17Want indien door de misdaad van een de dood geheerst heeft door dien enen, veel meer zullen degenen, die den overvloed der genade en der gave der rechtvaardigheid ontvangen, in het leven heersen door dien Enen, namelijk Jezus Christus.
 dien enen, Namelijk eersten Adam, gelijk voren.
,
 ontvangen, Of, aannemen, namelijk door het waar geloof; Joh 1:12 .
,
 in het leven heersen Dat is, dezes geestelijken levens deelachtig zijnde, de overhand hebben over de zonde en schuld derzelve, Gal 2:19-20 ; Eph 2:5-6 , en hierna des eeuwigen levens deelachtig worden, gelijk vs.21 nader verklaard wordt.
18Zo dan, gelijk door een misdaad de schuld gekomen is over alle mensen tot verdoemenis; alzo ook door een rechtvaardigheid komt de genade over alle mensen tot rechtvaardigmaking des levens.
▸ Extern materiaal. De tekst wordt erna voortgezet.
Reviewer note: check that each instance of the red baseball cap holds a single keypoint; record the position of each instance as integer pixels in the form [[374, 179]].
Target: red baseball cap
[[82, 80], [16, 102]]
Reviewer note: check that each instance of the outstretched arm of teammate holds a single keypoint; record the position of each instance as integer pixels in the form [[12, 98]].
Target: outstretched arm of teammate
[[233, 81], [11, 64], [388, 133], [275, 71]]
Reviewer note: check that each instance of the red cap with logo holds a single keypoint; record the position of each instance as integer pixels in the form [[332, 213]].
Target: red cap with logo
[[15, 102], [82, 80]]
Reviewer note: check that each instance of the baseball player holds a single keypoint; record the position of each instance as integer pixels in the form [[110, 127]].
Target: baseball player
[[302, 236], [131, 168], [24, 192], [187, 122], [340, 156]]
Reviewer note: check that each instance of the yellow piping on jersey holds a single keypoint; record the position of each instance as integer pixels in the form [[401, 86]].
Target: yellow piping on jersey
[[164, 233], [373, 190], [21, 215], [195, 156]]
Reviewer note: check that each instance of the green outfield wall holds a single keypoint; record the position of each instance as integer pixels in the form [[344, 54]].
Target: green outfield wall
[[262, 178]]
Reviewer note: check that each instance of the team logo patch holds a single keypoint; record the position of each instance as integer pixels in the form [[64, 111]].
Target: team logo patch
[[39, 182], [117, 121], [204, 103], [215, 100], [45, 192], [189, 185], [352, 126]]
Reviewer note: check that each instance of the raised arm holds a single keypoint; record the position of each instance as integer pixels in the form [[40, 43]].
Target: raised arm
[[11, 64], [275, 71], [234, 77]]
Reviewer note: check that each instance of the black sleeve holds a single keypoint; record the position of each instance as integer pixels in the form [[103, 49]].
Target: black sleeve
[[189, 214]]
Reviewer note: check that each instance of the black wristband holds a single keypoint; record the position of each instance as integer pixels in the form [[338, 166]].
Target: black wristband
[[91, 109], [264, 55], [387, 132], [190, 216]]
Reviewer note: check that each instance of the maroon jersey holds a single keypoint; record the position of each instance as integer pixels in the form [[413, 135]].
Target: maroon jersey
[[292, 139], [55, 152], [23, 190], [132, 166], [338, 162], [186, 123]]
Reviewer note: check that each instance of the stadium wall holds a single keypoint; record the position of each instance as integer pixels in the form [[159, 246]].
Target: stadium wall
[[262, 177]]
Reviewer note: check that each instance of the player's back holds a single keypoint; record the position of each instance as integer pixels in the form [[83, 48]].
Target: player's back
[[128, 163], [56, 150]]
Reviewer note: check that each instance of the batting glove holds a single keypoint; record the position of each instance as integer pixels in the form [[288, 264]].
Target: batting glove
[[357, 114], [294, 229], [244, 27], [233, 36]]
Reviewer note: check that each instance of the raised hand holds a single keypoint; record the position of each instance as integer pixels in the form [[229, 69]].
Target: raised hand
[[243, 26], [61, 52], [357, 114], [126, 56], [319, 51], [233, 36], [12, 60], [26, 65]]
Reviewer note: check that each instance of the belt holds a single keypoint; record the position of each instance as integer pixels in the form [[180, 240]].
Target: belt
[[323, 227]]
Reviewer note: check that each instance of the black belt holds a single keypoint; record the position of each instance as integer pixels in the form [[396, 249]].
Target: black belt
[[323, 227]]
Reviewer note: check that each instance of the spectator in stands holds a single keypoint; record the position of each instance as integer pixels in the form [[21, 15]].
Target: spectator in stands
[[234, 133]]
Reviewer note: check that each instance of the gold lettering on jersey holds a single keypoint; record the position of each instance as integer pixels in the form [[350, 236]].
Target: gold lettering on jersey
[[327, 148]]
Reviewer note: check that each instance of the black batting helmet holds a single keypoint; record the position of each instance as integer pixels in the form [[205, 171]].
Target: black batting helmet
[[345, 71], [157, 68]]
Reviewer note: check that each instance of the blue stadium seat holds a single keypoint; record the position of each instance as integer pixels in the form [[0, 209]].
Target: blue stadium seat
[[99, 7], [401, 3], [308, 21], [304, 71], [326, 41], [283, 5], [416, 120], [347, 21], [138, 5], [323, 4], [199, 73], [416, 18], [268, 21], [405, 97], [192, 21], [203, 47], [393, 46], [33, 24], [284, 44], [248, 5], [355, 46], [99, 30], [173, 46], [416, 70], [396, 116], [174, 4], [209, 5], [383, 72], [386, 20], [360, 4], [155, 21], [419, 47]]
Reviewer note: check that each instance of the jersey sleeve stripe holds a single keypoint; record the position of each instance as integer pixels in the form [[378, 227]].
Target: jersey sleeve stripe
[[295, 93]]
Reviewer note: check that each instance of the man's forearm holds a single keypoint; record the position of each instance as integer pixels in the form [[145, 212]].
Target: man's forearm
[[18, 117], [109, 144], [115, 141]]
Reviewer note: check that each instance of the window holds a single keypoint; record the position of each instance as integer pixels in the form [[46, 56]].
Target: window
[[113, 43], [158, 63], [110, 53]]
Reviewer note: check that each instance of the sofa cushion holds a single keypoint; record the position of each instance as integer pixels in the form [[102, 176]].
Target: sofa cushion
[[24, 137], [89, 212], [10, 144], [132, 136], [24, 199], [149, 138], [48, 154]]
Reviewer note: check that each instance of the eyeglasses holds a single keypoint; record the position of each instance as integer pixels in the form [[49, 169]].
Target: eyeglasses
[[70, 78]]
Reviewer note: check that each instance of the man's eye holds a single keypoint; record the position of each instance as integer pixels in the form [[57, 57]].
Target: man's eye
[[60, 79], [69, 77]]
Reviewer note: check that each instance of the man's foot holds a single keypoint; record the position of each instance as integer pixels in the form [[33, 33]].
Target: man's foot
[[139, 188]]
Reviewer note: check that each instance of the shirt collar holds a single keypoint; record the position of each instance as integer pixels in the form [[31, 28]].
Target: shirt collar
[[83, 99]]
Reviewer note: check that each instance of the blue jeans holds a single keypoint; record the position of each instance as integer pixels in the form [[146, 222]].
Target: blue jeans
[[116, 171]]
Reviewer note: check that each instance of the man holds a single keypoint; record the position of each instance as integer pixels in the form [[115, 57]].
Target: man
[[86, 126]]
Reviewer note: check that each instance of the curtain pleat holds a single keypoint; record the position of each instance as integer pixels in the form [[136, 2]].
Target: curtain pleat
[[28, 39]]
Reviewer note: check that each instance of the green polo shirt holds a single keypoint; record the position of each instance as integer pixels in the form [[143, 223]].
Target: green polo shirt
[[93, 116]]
 tot verdoemenis; Dat is, hen in zulken staat gebracht, waarin zij voor God verdoemelijk zijn; Rom 3:19 ; Eph 2:1 , Eph 2:3 .
,
 rechtvaardigheid Grieks dikajoma. Alzo noemt hij de gehoorzaamheid van Christus, omdat zij de kracht heeft om ook anderen te rechtvaardigen, gelijk het Griekse woord hier medebrengt; en wordt gesteld tegen de overtreding van Adam, in welke ook de kracht was om anderen tot zondaars te maken, vs.19.
,
 over alle mensen Namelijk die in Hem geloven; of die deze gave aannemen, vs.17.
19Want gelijk door de ongehoorzaamheid van dien enen mens velen tot zondaars gesteld zijn geworden, alzo zullen ook door de gehoorzaamheid van Enen velen tot rechtvaardigen gesteld worden.
 Want gelijk door de ongehoorzaamheid Hier besluit de apostel de gelijkenis van Adam en Christus; namelijk dat, gelijk de ongehoorzaamheid van Adam ons toegerekend wordt tot schuld der verdoemenis, alzo Christus' gehoorzaamheid ons toegerekend wordt tot ontslaging van die schuld. Het is wel waar dat gelijk wij door Adams eerste misdaad niet alleen schuldig zijn geworden aan dezelve en aan de straf van dien, maar ook onze natuur daardoor verdorven is geworden, dat alzo wij door Christus' gehoorzaamheid niet alleen van de straf verlost zijn, maar ook door de kracht derzelve van Zijnen Geest in ons gemoed vernieuwd en geheiligd worden; doch daarvan heeft de apostel tot nog toe niet gesproken, maar begint daarvan te spreken in het volgende. En deze vernieuwing is in dit leven ook geheel onvolmaakt, gelijk hij met zijn eigen voorbeeld zal bewijzen in Rom 7 , zodat wij daardoor voor God niet rechtvaardig kunnen gesteld worden.